Too much choice?

Only one of these size will survive…



A lot has been written about the many decisions we make in our lives, and the idea of too much choice. A few years ago I read the book, The Paradox of Choice, by Barry Schwartz. He explores the idea that although we would think that having lots of choices would be a good thing, it actually fries our brains. The brain tires of having to make the constant decisions, and begins to shut down. At first, the brain is as bright and perky as an energetic preschooler, but after having to decide breakfast, what to wear, which route to take to avoid the accident, and then all the work decisions… by the end of the day the brain is as exhausted as that preschooler’s mother at 5:00 pm. “Whatever,” the brain says, “I don’t care anymore.” This whole idea of too much choice has given birth to voluntary simplicity movements and ideas of non-consumption.
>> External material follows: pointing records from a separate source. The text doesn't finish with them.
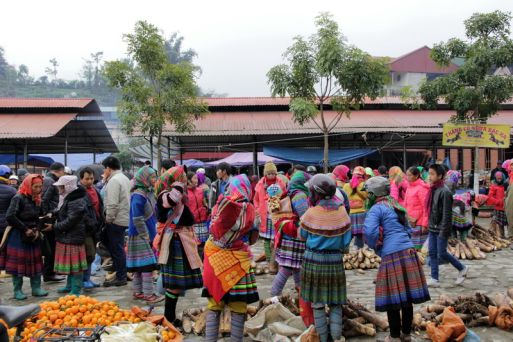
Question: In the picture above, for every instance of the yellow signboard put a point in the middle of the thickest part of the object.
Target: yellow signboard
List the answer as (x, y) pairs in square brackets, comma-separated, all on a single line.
[(476, 135)]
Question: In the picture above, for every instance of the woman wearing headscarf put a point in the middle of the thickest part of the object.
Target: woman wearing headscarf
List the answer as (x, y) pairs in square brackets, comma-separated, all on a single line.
[(140, 259), (325, 227), (70, 233), (228, 276), (180, 264), (398, 184), (415, 204), (289, 246), (357, 201), (400, 282), (22, 256), (198, 206), (261, 205)]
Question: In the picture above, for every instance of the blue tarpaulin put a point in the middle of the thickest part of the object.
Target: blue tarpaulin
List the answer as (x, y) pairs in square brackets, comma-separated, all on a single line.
[(315, 156), (9, 159)]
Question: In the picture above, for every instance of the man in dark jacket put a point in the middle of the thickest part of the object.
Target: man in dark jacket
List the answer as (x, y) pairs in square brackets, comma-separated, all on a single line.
[(223, 173), (49, 203), (7, 192), (440, 226), (95, 210)]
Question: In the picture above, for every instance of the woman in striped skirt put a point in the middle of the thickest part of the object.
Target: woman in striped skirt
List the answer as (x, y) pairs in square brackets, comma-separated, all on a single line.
[(140, 257), (179, 261), (326, 229), (229, 278), (289, 247), (400, 282)]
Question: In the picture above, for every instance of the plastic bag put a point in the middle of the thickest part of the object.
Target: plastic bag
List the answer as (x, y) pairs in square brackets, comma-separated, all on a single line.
[(451, 329), (272, 321), (140, 332)]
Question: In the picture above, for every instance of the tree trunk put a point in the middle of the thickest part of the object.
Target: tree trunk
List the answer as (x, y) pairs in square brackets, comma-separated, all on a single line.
[(326, 150), (159, 153)]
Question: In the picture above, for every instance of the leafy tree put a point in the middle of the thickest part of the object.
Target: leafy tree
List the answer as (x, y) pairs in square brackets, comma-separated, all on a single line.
[(324, 71), (52, 69), (472, 91), (153, 91)]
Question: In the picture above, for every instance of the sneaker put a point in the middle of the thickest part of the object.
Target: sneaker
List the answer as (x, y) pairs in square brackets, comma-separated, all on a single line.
[(114, 282), (462, 275), (433, 283)]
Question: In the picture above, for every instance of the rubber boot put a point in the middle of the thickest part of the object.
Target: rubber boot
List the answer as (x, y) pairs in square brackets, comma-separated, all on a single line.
[(67, 287), (37, 291), (212, 328), (18, 285), (76, 284)]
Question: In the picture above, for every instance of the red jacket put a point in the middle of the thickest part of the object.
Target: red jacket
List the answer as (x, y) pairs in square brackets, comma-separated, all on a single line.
[(415, 202), (496, 196), (196, 204)]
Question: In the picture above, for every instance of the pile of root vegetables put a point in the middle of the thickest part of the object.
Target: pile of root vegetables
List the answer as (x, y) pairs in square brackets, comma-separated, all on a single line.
[(363, 259), (358, 320), (482, 241), (476, 310)]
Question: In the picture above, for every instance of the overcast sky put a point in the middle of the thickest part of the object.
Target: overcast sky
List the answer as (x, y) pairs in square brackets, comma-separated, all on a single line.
[(236, 41)]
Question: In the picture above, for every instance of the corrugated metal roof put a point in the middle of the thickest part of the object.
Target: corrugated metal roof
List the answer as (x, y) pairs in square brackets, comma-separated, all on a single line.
[(281, 122), (21, 126), (419, 61)]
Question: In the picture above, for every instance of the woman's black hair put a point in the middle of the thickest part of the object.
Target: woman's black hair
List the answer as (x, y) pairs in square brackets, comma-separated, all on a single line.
[(439, 169), (414, 171)]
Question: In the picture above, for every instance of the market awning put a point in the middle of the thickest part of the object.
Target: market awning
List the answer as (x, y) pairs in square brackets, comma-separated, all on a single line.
[(315, 156), (239, 159)]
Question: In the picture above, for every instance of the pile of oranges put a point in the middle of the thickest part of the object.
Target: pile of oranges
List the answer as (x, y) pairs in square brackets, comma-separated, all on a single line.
[(76, 312)]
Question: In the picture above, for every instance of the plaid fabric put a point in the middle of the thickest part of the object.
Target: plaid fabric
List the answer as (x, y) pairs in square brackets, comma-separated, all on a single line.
[(70, 259), (21, 259), (357, 223), (400, 281), (269, 229), (201, 232), (140, 256), (290, 253), (418, 238), (323, 279), (244, 291), (500, 218), (460, 222), (177, 273)]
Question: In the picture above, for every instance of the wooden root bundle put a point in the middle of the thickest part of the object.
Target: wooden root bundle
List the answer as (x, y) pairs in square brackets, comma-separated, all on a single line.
[(362, 259)]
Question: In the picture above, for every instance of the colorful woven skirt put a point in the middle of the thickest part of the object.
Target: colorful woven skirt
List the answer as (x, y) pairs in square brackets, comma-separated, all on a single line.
[(323, 279), (201, 232), (400, 281), (177, 273), (418, 237), (140, 256), (290, 253), (460, 222), (269, 230), (244, 291), (70, 259), (500, 218), (21, 259), (357, 223)]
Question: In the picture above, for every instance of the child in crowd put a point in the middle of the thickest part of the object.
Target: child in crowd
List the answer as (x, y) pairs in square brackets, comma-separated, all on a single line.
[(326, 229), (400, 282)]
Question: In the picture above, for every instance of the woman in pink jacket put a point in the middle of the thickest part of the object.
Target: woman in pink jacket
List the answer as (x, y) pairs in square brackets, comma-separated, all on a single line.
[(415, 204), (398, 184), (260, 202)]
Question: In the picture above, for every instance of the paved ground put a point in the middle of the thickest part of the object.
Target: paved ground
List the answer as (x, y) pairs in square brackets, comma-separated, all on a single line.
[(493, 275)]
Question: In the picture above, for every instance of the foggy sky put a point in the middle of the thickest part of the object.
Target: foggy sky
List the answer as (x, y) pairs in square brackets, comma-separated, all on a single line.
[(236, 41)]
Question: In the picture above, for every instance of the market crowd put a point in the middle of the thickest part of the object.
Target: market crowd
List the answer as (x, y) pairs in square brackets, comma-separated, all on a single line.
[(172, 230)]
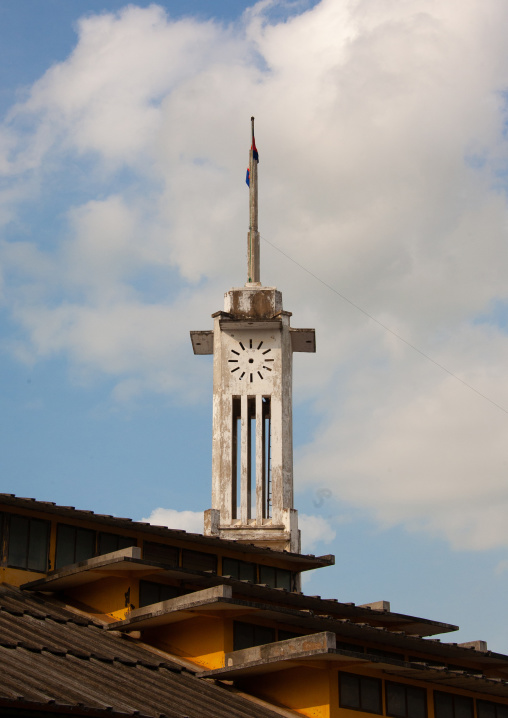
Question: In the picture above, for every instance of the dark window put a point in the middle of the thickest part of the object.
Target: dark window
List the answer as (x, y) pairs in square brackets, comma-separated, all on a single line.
[(73, 545), (160, 553), (286, 635), (197, 561), (150, 592), (488, 709), (344, 646), (246, 635), (28, 543), (276, 577), (403, 701), (449, 705), (114, 542), (243, 570), (360, 693), (385, 654)]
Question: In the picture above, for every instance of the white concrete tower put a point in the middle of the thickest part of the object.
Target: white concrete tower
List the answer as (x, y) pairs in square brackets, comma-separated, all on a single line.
[(252, 456)]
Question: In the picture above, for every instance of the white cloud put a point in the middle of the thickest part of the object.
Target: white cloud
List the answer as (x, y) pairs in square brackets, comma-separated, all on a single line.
[(383, 171), (315, 530), (191, 521)]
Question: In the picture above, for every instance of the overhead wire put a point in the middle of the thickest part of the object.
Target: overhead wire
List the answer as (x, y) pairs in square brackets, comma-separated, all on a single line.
[(386, 328)]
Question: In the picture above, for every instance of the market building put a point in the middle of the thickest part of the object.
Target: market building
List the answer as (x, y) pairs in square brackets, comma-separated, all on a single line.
[(106, 616)]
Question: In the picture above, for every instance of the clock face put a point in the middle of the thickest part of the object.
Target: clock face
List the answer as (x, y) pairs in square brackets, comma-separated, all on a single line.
[(251, 359)]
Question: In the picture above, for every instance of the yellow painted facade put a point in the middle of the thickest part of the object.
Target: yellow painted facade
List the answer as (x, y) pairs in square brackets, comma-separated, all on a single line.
[(199, 624)]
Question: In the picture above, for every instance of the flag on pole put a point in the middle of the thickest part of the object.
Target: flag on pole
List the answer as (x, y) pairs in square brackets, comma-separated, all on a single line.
[(255, 157)]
I completely agree with this idea. One way I simplify is to make choices by colour. I prefer bright, true shades, the kind you see in my paintings. To the despair of my technophile son, my cellphone was chosen because it came in this great turquoise colour. My camera is hot pink. My car is cherry red. And this works for me because I’m happy each time I use the item, its colour cheers me up.

Yet when it comes to my paintings, I have to admit I do a lot of experimentation. And one way I’ve experimented has been size. I created smaller sizes to make more affordable work for certain shows and events.  But because a lot of my work is dense and layered, I feel that detail doesn’t work on a small scale and I usually work as large as I can. Currently that size is limited by what fits in my cherry red car, so what I’ve done lately is to work on diptychs. The work is larger in total, but more portable.

When life hands you a bunch of 36″ square panels, make a diptych.

But I feel many sizes are actually confusing for people who come to my studio. They say they love the work but they can’t make up their mind. The second year I displayed my resin art in the Culture Crawl, I had only two sizes and eight paintings and they sold out. The only decision that had to be made was: Which one do I like best? These days I can hardly keep track of all the prices and sizes. So in order to simplify things, I’m going to cut down on the number of sizes of panels that I work on. I currently have 16 different sizes and in the upcoming year, I’ll cut that down to six. I’m looking forward to having fewer decisions in my art. It’s important to really get to know a size or shape and be able to explore all the compositional possibilities. Limits are what fuels creativity. I enjoy playing with small panels, but my main practice is creating the large pieces. Years ago, I made a philosophical decision that I wanted my artwork to have impact when it was displayed, and size is a part of that.

Phew, having made that decision, my brain feels better already.